Gespannt, ob er noch da war, setzte ich meinen einen Fuß aufs Dach und wurde enttäuscht, denn er war nicht mehr da.
Wahrscheinlich hatte er schon um acht Uhr hier gesessen und gewartet. Etwas traurig ließ ich mich auf dem Dach sinken, direkt neben der Glaskuppel. Ich wollte nicht schon direkt nach Hause gehen. Dafür fühlte ich mich irgendwie nicht wirklich bereit. Meine Gedanken wanderten zu Miles und direkt fühlte ich diese Kribbeln im Bauch.
Eine halbe Ewigkeit saß ich dort und schaute die ganze Zeit nach unten durchs Glas. Ich schaute mir alles genau an und versuchte alles in meinem Gehin abzuspeichern. Meine Augen scannten sie Regale, die alle in perfekten Reihen standen, ab und auch die, die nicht in der Mitte des Saales sondern an der Wand standen, diese komplett einnahmen und insgesamt über drei Etagen gingen.
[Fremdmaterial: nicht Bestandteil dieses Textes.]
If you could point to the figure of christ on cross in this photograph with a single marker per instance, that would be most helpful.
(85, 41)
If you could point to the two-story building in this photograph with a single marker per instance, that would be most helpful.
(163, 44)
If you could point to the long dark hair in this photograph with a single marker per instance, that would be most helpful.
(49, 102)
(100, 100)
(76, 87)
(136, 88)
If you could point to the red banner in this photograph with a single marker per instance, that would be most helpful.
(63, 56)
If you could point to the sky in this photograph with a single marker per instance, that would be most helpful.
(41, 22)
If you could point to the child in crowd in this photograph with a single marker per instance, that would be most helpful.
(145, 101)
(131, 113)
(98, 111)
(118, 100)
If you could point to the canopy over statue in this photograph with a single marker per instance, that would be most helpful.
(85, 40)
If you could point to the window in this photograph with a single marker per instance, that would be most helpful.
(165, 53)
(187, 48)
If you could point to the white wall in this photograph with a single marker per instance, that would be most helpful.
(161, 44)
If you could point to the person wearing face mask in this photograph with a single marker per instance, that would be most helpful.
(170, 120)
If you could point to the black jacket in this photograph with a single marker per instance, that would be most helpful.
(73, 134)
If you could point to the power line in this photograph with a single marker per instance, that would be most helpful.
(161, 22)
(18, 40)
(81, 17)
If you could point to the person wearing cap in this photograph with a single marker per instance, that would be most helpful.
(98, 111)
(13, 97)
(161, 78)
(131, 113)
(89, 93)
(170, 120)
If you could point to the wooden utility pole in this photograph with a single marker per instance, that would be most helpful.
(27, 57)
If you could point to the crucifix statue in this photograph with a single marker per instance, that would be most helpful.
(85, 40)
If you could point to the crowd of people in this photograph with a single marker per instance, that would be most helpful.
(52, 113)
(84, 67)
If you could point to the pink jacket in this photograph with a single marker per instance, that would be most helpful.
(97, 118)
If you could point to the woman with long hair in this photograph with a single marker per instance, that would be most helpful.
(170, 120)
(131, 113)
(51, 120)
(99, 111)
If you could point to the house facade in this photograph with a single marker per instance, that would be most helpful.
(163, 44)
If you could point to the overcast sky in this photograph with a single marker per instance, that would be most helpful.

Doch auf einmal wurde mir schwarz vor den Augen. Dies lag aber nicht daran, dass ich ohnmächtig wurde, denn es wurden mir nur zwei Hände vor mein Gesicht gehalten. Die Hände waren warm und relativ groß. An ihrer Größe schätzte ich, dass sie einem Mann gehörten. Die Haut war leicht rau, aber immernoch einigermaßen weich. Ganz so als würden sie zwar zu jemanden gehören, der härter arbeiten musste, als die meisten der Stadt. Denn die meisten Bewohner besaßen weiche und seidige Hände. Aber eigentlich kannte ich auch nur die Hände von der reichen Hälfte unserer Stadt. Natürlich könnte es sein, dass sie einem Unwürdigen gehörten, aber genauso gut könnte es einfach von jemanden aus dem am wenigsten wohlhabenden Viertel sein. Woher sollte ich dies auch wissen? Es war nun einmal nicht üblich mit anderen Menschen außerhalb seines Wohnviertels wirklich Kontakt zu haben.
Dennoch war ich mir sehr sicher, dass es die Hände eines Mannes war, der aus dem Nordviertel kam.
Nie hätte ich erwartet, dass sie zu meinem Fremden gehören könnten.